The helpful staff at Hawthorn Memorial Gardens invites you to tour our cemetery today. The cemetery offers a variety of affordable options to satisfy different needs for traditional ground burial, cremated remains (niche) or mausoleum entombment. We encourage family members to take a walk around the gardens so they can view different headstones and grave markers.

Hawthorn Memorial Gardens is a non-denominational cemetery. We can work with local funeral homes as well as funeral homes around the country.

Columbia Cemetery

The entrance to this cemetery was on Locust Street with gates that now front the historic Maplewood House, built by Slater and Margaret Lenoir in 1877 and now a historic site in Nifong Park.

Under the city’s care, the cemetery fell into disrepair. The April 27, 1849, issue of the Statesman includes a stinging editorial describing the “disgraceful condition of the Grave-Yard.” Fences were down, lanes were impassable and trees overgrown. The neglect, and possibly haphazard burying practices, led the General Assembly of Missouri to incorporate the Columbia Cemetery Association on Feb. 28, 1853.

The Act of Incorporation placed the old cemetery in the hands seven trustees — Jefferson Garth, Jas. R. Boyce, Moss Prewitt, W.F. Switzler, Richard C. Branham, H.H. Ready and James S. Rollins — and any successors they might choose.

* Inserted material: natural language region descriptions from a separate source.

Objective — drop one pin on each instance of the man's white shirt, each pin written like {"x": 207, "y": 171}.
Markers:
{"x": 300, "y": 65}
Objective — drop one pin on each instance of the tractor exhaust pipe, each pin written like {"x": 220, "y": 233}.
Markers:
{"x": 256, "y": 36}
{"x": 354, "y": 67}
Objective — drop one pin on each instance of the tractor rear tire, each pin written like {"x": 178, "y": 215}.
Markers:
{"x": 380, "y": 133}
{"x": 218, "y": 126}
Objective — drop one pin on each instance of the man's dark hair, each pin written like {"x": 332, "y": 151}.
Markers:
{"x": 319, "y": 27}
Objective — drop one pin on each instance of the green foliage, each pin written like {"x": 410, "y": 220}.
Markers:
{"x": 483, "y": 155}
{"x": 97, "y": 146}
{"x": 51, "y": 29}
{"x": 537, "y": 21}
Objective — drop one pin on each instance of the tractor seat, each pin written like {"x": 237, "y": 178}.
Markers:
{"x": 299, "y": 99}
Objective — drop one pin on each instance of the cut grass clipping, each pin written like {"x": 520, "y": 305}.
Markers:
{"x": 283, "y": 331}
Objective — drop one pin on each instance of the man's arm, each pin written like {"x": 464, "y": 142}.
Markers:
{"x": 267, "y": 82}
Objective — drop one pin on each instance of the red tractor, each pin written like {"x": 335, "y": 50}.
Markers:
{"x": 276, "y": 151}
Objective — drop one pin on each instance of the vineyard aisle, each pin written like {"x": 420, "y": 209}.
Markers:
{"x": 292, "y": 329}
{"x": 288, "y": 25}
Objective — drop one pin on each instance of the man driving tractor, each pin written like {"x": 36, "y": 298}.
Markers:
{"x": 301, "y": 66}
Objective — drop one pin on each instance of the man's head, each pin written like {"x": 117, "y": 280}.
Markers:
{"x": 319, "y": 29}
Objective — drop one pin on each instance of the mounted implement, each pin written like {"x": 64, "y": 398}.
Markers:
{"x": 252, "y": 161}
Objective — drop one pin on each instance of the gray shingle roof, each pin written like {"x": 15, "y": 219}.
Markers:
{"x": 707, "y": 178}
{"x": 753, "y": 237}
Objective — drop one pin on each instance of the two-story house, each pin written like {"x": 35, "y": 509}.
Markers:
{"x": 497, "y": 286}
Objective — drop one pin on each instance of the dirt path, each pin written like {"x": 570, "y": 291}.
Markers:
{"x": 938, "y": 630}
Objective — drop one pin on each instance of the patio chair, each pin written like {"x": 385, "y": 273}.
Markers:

They were to take title to those lots used for burial, had power to purchase land, divide it and sell lots. Money raised was to be tax-exempt and used to maintain and benefit the cemetery.

By Oct. 22, 1858, according to the Statesman, the new association had bought land west of the graveyard and were enclosing the cemetery with a fence and laying out plots, walks and roadways. On Nov. 19, 1858, the sale of lots began. The following year, the trustees bought land to provide an entrance from Broadway.

In 1873, another purchase to the south and east brought the size of the cemetery to 24 acres and, finally, the city council of Columbia officially conveyed the original six lots to the association.

Subsequent land transactions increased the size of the cemetery to 34 acres, including several historic areas. Besides the original lots, there are Jewish and black sections. Today, perpetual care extends to every corner of the property and sites are limited only by availability and preference.

A limestone vault house was added in 1877 for storing bodies if they could not be buried immediately, as was sometimes the case in the winter when the ground was frozen. The vault house still stands in the middle of the cemetery near Prewitt and Todd streets and underwent a major renovation in 2009.

Within the cemetery’s grounds lie two Revolutionary War soldiers — Samuel Elgin and William Orear — and veterans of every war since the War of 1812. There are at least six presidents of the University of Missouri, presidents of Stephens and Christian (now Columbia) colleges and a short-term governor, Abraham J. Williams.

Its monuments are a roll call of Boone County’s pioneer and influential families. Among them are Barr, Bowling, Bradford, Camplin, Cochran, Conley, Dorsey, Douglass, Garth, Gentry, Guitar, Hickman, Horner, Keene, Lenoir, McAlester, Maupin, Moss, Phillips, Prewitt, Price, Rollins, Schwabe, Stephens, Todd and Wilson.